Un parallèle peut être fait avec les autres métiers qui s’adressent à l’humain. Comment peut-on nier l’importance de la relation éducateur-usager, soignant-malade, etc. ? Comment les dirigeants peuvent-ils être dans un tel déni ? Comment certains professionnels peuvent-ils adopter une telle logique défensive, dressant entre eux et les usagers, une protection qui peut devenir une carapace ?
Tous les dispositifs qui appartiennent à ce que j’ai nommé une deuxième logique adoptent ce qui est nommé une stratégie de résolution de problèmes. Cette méthodologie peut se révéler pertinente en effet dans certaines situations, mais il convient toutefois d’en interroger les objectifs, la méthodologie, et les références théoriques.
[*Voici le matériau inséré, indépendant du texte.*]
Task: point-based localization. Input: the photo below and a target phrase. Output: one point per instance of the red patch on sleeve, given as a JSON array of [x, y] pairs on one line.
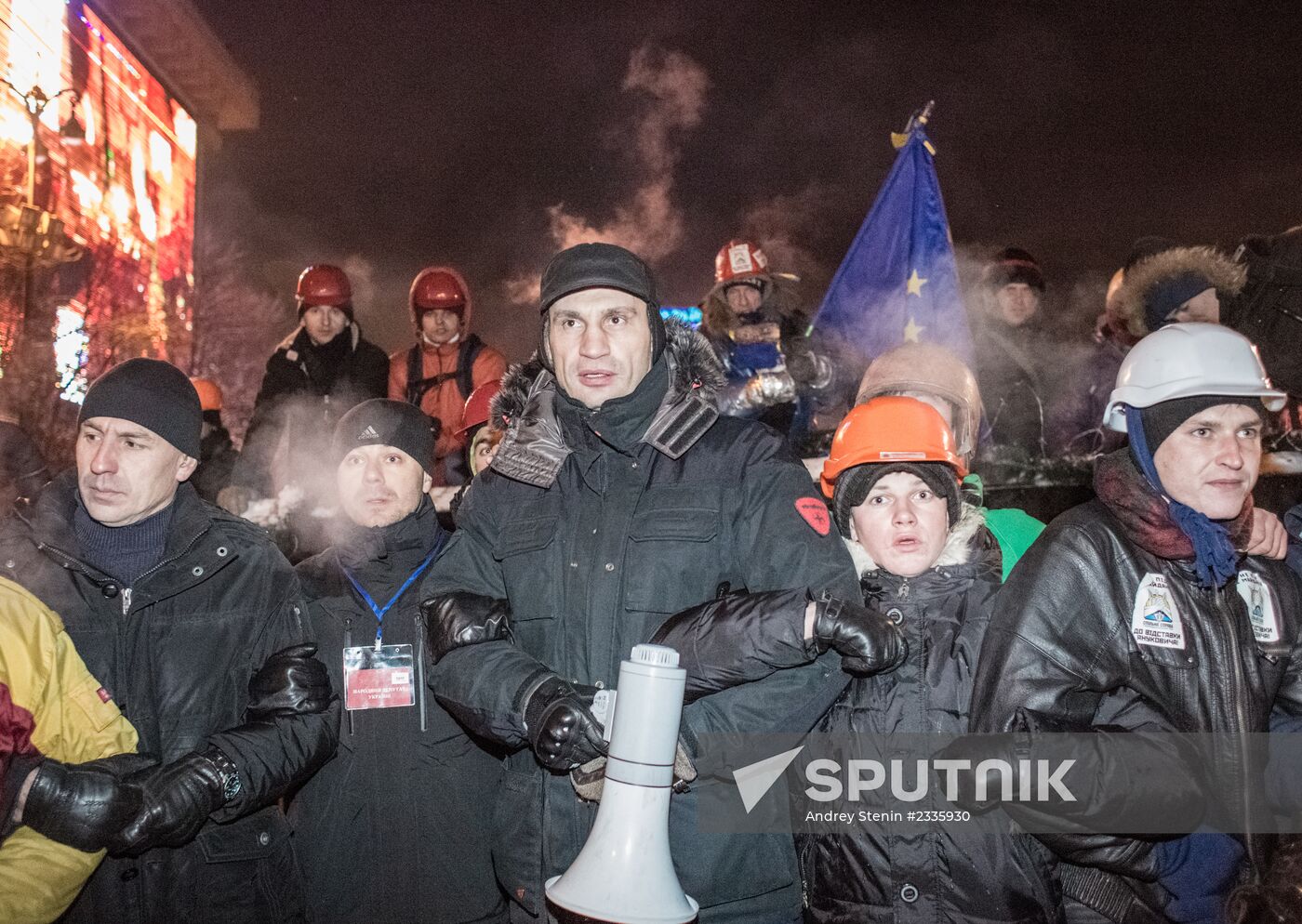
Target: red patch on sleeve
[[814, 511]]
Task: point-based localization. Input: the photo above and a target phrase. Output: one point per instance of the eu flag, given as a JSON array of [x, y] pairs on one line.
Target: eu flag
[[898, 283]]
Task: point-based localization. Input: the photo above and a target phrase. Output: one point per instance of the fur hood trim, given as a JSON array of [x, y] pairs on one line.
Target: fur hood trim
[[1226, 276], [957, 549]]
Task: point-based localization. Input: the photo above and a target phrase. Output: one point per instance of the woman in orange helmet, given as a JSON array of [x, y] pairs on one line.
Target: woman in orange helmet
[[928, 565]]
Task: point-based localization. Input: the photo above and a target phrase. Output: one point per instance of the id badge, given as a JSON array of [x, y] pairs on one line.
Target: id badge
[[378, 679]]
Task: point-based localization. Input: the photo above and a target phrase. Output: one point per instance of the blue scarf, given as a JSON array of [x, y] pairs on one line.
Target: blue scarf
[[1215, 559]]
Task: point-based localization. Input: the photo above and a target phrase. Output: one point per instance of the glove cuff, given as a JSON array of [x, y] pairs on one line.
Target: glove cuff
[[224, 774], [536, 693]]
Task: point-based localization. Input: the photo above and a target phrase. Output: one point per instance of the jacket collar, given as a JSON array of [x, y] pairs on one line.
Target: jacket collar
[[1145, 514], [297, 342], [49, 520], [536, 446]]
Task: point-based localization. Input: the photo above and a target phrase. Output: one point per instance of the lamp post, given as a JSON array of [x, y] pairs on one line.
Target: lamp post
[[33, 238]]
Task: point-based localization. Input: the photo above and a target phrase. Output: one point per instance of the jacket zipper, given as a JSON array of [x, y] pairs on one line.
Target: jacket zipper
[[348, 643], [126, 591], [419, 667], [1240, 693]]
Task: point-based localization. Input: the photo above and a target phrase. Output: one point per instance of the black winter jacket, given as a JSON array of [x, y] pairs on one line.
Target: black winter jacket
[[972, 872], [393, 825], [299, 405], [1063, 646], [176, 650], [594, 546]]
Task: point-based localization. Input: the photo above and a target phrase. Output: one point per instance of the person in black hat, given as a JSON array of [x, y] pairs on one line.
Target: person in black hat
[[618, 497], [192, 622], [1011, 349], [315, 375], [394, 820]]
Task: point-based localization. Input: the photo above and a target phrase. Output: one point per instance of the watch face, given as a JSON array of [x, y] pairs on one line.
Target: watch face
[[232, 787]]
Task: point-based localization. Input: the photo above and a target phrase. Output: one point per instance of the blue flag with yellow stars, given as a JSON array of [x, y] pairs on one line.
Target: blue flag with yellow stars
[[898, 283]]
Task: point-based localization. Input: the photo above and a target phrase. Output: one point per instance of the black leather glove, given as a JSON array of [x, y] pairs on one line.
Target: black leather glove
[[84, 804], [560, 725], [176, 799], [869, 643], [292, 682], [458, 620]]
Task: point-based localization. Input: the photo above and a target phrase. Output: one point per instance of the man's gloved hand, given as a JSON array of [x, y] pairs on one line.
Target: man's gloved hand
[[234, 498], [560, 725], [458, 620], [869, 643], [176, 799], [292, 682], [764, 389], [82, 804]]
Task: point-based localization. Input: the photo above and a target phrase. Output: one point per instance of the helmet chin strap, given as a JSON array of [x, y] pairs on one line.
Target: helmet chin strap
[[453, 338]]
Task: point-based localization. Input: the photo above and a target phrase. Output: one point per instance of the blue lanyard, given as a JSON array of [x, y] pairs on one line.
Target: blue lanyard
[[380, 611]]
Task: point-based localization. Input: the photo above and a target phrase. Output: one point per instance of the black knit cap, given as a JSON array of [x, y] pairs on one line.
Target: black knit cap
[[380, 422], [1015, 264], [1164, 418], [853, 487], [602, 266], [153, 393]]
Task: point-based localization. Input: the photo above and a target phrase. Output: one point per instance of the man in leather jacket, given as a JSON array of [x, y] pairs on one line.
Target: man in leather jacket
[[1138, 611]]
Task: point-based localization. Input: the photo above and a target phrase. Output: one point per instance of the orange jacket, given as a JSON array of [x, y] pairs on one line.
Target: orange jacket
[[49, 705], [445, 401]]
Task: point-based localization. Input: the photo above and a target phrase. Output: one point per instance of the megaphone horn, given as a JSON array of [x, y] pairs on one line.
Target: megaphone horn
[[625, 875]]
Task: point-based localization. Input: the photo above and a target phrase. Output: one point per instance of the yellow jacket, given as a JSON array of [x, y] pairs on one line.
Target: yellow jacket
[[49, 703]]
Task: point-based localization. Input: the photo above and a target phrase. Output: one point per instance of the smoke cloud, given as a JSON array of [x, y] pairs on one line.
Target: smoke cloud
[[670, 90]]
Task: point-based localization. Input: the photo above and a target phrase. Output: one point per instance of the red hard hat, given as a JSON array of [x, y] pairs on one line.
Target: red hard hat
[[323, 284], [739, 260], [478, 406], [436, 289], [210, 393], [891, 429]]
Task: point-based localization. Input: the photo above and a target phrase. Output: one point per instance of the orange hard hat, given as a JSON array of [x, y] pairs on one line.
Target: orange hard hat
[[478, 406], [739, 260], [436, 289], [891, 429], [210, 393], [323, 284]]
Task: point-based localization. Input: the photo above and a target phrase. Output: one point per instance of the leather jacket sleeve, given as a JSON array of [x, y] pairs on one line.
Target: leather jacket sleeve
[[737, 640], [276, 755]]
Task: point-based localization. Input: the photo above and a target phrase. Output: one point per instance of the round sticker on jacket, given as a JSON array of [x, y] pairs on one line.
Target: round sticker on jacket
[[814, 511], [1155, 621], [1260, 605]]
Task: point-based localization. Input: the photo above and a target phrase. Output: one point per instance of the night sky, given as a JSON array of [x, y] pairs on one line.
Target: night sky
[[396, 134]]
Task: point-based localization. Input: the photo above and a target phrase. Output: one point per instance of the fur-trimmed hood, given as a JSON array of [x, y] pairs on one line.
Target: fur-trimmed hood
[[534, 448], [959, 549], [1126, 312]]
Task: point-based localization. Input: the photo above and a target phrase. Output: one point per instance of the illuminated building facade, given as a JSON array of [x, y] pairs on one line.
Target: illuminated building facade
[[117, 163]]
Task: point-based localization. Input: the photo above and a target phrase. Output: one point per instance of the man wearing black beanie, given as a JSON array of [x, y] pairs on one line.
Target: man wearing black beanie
[[315, 375], [413, 780], [618, 497], [192, 622]]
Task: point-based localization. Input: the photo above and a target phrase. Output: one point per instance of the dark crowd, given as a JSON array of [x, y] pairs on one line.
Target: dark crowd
[[351, 672]]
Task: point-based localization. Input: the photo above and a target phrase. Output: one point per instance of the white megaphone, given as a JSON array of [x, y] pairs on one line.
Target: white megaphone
[[625, 875]]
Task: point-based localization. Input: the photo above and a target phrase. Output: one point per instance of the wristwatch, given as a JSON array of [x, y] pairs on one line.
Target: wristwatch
[[231, 785]]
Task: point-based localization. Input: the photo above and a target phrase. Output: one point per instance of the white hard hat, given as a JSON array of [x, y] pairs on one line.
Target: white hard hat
[[1182, 361]]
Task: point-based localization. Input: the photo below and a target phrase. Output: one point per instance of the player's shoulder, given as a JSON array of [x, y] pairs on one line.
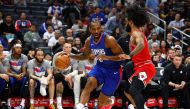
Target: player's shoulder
[[137, 34]]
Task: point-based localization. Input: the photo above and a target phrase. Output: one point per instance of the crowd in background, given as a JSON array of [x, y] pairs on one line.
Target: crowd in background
[[68, 21]]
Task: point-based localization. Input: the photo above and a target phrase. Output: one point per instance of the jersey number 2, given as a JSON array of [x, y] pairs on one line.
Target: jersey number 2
[[142, 76]]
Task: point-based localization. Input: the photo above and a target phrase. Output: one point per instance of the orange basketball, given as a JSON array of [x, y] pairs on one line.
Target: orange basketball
[[62, 61]]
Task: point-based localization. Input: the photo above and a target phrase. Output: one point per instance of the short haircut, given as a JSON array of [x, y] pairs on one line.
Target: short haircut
[[137, 14], [38, 49]]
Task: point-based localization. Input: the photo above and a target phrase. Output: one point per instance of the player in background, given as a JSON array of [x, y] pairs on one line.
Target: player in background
[[16, 66], [144, 69], [41, 75], [106, 71]]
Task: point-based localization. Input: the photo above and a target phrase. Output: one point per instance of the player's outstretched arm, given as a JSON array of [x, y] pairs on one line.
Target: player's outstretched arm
[[112, 44], [139, 39], [86, 52]]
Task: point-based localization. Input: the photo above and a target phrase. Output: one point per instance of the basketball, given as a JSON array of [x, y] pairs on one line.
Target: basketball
[[62, 62]]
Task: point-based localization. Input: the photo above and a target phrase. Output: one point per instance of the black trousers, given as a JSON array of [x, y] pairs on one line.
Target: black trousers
[[183, 94]]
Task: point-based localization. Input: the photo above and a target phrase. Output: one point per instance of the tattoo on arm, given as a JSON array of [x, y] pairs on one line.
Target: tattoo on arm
[[85, 54], [140, 45]]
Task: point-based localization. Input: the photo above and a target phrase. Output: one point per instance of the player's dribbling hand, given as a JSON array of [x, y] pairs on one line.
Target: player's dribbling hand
[[124, 56], [102, 57], [68, 78]]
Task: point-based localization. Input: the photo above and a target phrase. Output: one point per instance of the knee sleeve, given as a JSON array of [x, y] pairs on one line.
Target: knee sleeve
[[58, 77], [136, 86], [127, 86]]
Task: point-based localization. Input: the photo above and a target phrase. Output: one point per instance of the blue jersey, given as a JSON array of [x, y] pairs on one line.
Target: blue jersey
[[100, 48]]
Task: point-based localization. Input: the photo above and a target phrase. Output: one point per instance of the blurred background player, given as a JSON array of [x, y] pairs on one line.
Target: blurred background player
[[144, 69], [3, 76], [106, 72], [60, 75], [40, 72], [16, 64]]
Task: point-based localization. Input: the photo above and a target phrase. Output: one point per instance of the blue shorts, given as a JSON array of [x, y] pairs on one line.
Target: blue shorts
[[110, 79]]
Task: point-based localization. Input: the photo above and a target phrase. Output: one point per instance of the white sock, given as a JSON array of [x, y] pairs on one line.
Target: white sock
[[80, 106], [76, 89], [9, 102], [50, 101], [59, 99], [31, 101], [22, 103]]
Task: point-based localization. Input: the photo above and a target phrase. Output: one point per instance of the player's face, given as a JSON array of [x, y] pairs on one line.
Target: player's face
[[177, 61], [67, 48], [1, 51], [128, 27], [95, 29], [39, 56]]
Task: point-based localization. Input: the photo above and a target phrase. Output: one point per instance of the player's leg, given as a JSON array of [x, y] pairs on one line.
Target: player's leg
[[32, 84], [126, 92], [76, 88], [85, 95], [112, 80], [58, 78], [51, 93], [23, 95], [2, 86], [135, 91]]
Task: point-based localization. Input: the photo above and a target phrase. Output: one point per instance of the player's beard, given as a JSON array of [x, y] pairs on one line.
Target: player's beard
[[39, 61], [128, 28]]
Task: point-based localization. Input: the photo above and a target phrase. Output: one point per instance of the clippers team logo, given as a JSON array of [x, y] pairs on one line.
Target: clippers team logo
[[39, 71]]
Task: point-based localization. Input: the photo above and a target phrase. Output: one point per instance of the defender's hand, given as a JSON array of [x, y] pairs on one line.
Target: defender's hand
[[124, 56]]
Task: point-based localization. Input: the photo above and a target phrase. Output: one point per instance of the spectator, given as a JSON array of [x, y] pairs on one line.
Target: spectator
[[186, 53], [71, 12], [31, 36], [93, 3], [112, 13], [59, 45], [44, 26], [174, 80], [57, 24], [48, 34], [152, 6], [22, 25], [79, 29], [163, 47], [170, 17], [3, 76], [169, 40], [178, 50], [169, 57], [77, 45], [55, 8], [69, 33], [186, 27], [16, 64], [1, 17], [113, 23], [53, 40], [119, 6], [7, 27], [105, 3], [41, 75], [155, 47], [156, 60], [177, 23], [153, 39], [98, 15], [30, 54], [61, 80]]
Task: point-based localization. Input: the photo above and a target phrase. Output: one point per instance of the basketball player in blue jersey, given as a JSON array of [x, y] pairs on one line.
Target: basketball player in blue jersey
[[106, 71]]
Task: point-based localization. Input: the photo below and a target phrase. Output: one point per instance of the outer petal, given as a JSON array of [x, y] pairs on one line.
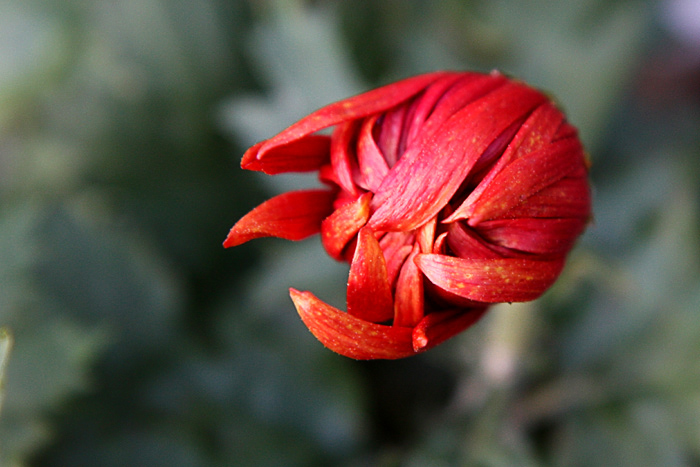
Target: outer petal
[[437, 327], [341, 226], [491, 280], [359, 106], [303, 155], [421, 183], [293, 216], [538, 236], [409, 303], [369, 291], [527, 176], [351, 336], [373, 165]]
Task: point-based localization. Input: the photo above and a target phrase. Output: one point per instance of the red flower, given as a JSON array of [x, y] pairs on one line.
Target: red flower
[[447, 192]]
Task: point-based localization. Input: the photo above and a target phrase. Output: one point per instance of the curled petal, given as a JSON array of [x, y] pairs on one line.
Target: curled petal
[[527, 176], [491, 280], [341, 226], [343, 158], [409, 303], [351, 336], [355, 107], [303, 155], [396, 247], [539, 236], [293, 216], [439, 326], [373, 165], [423, 181], [465, 243], [569, 197], [369, 292]]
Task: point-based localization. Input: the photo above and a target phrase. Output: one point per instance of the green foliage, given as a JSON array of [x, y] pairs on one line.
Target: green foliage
[[137, 340]]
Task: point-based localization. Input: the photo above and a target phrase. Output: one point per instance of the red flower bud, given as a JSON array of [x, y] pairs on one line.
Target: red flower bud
[[447, 192]]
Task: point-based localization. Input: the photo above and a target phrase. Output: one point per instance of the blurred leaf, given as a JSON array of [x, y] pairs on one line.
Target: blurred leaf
[[5, 347]]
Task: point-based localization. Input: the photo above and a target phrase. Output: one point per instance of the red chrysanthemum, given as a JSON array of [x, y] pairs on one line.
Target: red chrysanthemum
[[447, 192]]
Du problème à sa résolution ?
Ces dispositifs d’analyse de pratique suivent un protocole strict, qui se décline en différentes étapes depuis l’énoncé du problème à sa résolution. Cette méthode n’est pas nouvelle. Le GEASE 19 , par exemple, mis au point en 1980 à Montpellier, vise à repérer l’action ou les actions à entreprendre, puis à mobiliser des stratégies diverses, pour résoudre une situation complexe. Deux tâches principales échoient alors au groupe : diagnostiquer et décider, et la principale référence théorique est l’analyse systémique. S’y ajoutent aujourd’hui différents dispositifs de « coaching », issus des courants de management, en droite ligne des modes de pensée américains. Le protocole à suivre est alors présenté sous la forme de diagrammes, de schémas, de matrices, de plannings d’action. Ce qui est nommé « problématique » représente un cheminement regroupant un thème, des interrogations évoquées par ce thème, des questions précises et l' hypothèse que l'on en fait, à l’aide de critères clairement énoncés. Ces questions sont structurées et ordonnées dans des grilles préconstruites qui s’adaptent au contexte et à ce qu’il s’agit de traiter. Ce peut être, pour aller au plus simple : Quel est le problème ? Quelle en est la cause ? Quelle est la solution ? Quels sont les obstacles qui peuvent se présenter ? Quelles sont les ressources dont on dispose ? Quelle procédure, quelles méthodes, quels outils mettre en place afin d’y parvenir ? Quand et comment va-t-on évaluer les résultats ?
Des interrogations traversent en effet tout groupe d’analyse de la pratique, y compris dans une démarche clinique, mais tout dépend du moment où elles sont posées et si elles s’inscrivent ou non dans un ordre qui peut apparaître comme rigidifié.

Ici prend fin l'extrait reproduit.